Data storage entities 130 may include any convenient hardware, software, local, remote, physical, virtual, cloud or other entity capable of reading and writing data including but not limited to individual hard disk drives (HDD's), solid state drive (SSD's), directly attached Just a Bunch of Disks (JBOD) enclosures 134 thereof, third party storage appliances 133 (i.e. EMC, SwiftStack), file servers, and cloud storage services (i.e. Amazon S3 131, Dropbox, OneDrive, IaaS 132, etc.).
Data storage entities 130 can be added to the data management solution 100 without any interruption of service to application 110 or file 111 servers, and with immediate availability of the capacity and performance capabilities of those entities 130.
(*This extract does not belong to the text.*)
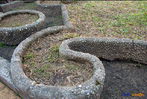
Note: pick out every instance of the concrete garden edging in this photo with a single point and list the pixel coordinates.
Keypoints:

Data storage entities 130 can also be targeted to be removed from the data management solution 100, and after data is transparently migrated off of those data storage entities (typically onto one or more other data storage entities). The data storage entities 130 targeted for removal can then be disconnected from the data management solution without any interruption of service to application or file servers. For example, the content of JBOD entities 134 may be migrated to Amazon S3 131 or cloud storage 132 using the techniques described herein.
A data management node 120 may be a data processor (physical, virtual, or more advantageously, a cloud server) that contains various translation layers—for example, one layer for each supported file system—that interpret a stream of native I/O requests routed from a file 110 or application 110 server via one or more connector components 112.
A data management node 120 may be accessed via a graphical user interface (GUI) 202. This GUI 202 may be used to perform administrative functions 203, such as system configuration, establishing relationships with file 111 and application 110 servers that have software connector components 112 installed, integrating with data storage entities 130 (whether cloud services or third party storage appliances or otherwise), and setting and configuring policies with respect to data management functions.
A data management node 120 may contain an object cache and a meta-data cache 204, which contain non-persistent copies of recently or frequently accessed data objects and/or file system meta-data objects.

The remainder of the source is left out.